1) Ureter damage in laparoscopic hysterectomy
A patient underwent a laparoscopic hysterectomy due to prolonged menstruation, pain and uterine muscle tumour. After the operation, the patient had increasing pain and signs of inflammation. More detailed examinations indicated ureteral injury that had probably been caused in connection with the hysterectomy. An attempt was made to repair the damage by placing a stent in the site of injury, but ultimately it had to be repaired surgically.

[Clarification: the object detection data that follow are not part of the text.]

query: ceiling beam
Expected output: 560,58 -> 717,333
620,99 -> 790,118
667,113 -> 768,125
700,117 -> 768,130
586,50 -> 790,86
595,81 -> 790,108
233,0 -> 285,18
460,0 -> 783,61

The hysterectomy was medically indicated. The operation conditions were normal in the laparoscopic procedure. However, the level of professional competence of an experienced physician specialising in hysterectomy was not reached in the operation. The ureteral injury could have been avoided by using a more careful operating technique.
The patient was compensated for personal injury caused by the resurgery and prolonged recovery.
2) Parts of placenta remaining in the uterus after childbirth
A patient's delivery proceeded normally. After childbirth, the placenta was described to have separated normally and that the placenta was complete. However, the patient required curettage three times because pieces of placenta were found to remain in the uterine cavity.
It is always possible in vaginal delivery that parts of placenta tissue remain in the uterus. Curettage of the uterine cavity may be required several times to remove all placenta material, even if the procedures were carried out appropriately.
The case did not meet the criteria for an injury compensable under the Patient Injuries Act.
3) Intrauterine device dislodged outside the uterus
A patient had an intrauterine device inserted for contraception. The patient had abnormal pain after the intrauterine device insertion. She had an ultrasonography that indicated the intrauterine device to be in the myometrium. The intrauterine device was removed and the symptoms alleviated.
The insertion of an intrauterine device, similarly to all intrauterine procedures, involves the risk of the intrauterine device ending up inside the myometrium or even perforating the uterus. The insertion of an intrauterine device is a "blind procedure", i.e. performed without visual contact. Therefore, perforation of the uterus or the intrauterine device ending up in the wrong place in connection with its insertion is a consequence that cannot always be avoided in spite of the insertion being carried out appropriately.
The treatment of the patient had been medically indicated and the consequence could not be avoided. Therefore, the case did not meet the criteria for an injury compensable under the Patient Injuries Act.